Ziraat Türkiye Kupası’nın özellikle “eleme” turlarında, unuttuğumuz bazı gerçekler gün ışığına çıktı: Her maç önemlidir. Oyuna ve rakibe saygı göstermeyen kaybeder!
Sporun bu temel felsefesine en uygun oynanan maçlardan biri Antalyaspor-Beşiktaş karşılaşması oldu.
Her iki takım da maça gereken önemi verdiler. Oyuna ve rakiplerine saygı gösterdiler.
Küçük rotasyon denemelerinden bile çabucak vazgeçtiler.
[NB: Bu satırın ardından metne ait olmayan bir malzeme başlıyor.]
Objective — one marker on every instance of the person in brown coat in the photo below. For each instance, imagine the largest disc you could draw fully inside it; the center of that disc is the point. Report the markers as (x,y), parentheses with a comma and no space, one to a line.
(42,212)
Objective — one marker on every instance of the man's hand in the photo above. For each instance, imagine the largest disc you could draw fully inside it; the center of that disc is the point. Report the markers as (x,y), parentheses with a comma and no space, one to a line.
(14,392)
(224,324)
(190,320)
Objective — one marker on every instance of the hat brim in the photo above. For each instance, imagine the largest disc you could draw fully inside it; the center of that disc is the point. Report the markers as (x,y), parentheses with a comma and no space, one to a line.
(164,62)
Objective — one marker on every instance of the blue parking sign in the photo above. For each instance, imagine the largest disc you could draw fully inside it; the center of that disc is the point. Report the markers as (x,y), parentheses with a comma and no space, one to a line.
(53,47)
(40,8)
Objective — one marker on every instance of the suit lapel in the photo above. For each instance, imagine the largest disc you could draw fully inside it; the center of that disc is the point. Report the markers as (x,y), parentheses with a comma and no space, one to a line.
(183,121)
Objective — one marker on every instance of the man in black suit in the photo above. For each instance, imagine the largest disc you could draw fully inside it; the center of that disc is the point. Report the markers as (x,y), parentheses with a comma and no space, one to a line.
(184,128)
Antalyaspor, ligde yine kendi evinde oynarken 5-3’lük yenilgiye uğramış, liderliği ele geçirme tutkusuyla savunmayı unutmanın bedelini fena ödemişti. Dün daha kontrollu, rakibini bekleyen ve Beşiktaş’ın geride bıraktığı boş alanları doldurmaya çalışan bir oyunu sergiledi ev sahibi... Beşiktaş açısından sıkıntılı bir maç oldu. Savunmada hem takımca hatalar yaptılar, hem de kaleci Cenk dahil bireysel falsolarla rakiplerinin ekmeğine yağ sürdüler. Kaleci Cenk, ilk golde blokajı değil, yumruğu tercih edince Murat Duruer’in golü geldi. Bu golle uyanamadı Beşiktaş... İki dakika sonra Ömer Şişmanoğlu kesti faturayı...
Beşiktaş için geri dönüş o kadar kolay değildi artık... Uyandılar, Holosko ile de golü buldular ama yetmedi.
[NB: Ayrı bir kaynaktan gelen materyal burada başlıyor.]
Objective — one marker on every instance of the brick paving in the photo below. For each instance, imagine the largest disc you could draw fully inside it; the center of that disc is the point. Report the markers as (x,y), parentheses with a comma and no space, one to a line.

Maç 2-1’e dönüştükten sonra tadından yenmez oldu. Beşiktaş üst üste gol pozisyonlarına girer akıl almaz fırsatları kaçırırken Antalyaspor da net kontralar yakaladı.
Samet Aybaba, Olcay ve Necip’i oyuna alarak takımına biraz olsun denge kazandırmaya çalıştı. Sonradan Batuhan’ı da dahil etti arayışlarına. Ancak kalabalık savunma içinde Beşiktaş’ın golü bulması o kadar kolay değildi. Mehmet Özdilek ise kazanma iradesini Diaarra’yı sahaya sürerek deklare etti. Tita ve Mehmet Eren’le savunmayı tahkim ederek turu geçti.
Şimdi eğri oturup doğru konuşalım. Mehmet Özdilek’in özellikle Beşiktaş’a karşı kazanmaya çok ihtiyacı vardı. O nedenle takımını daha iyi motive ettiğini düşünüyorum.
Aybaba’ya dönersek. Beşiktaş’ta öyle büyük sorunlarla uğraştı ki, galiba Kupa’ya sıra gelmedi!.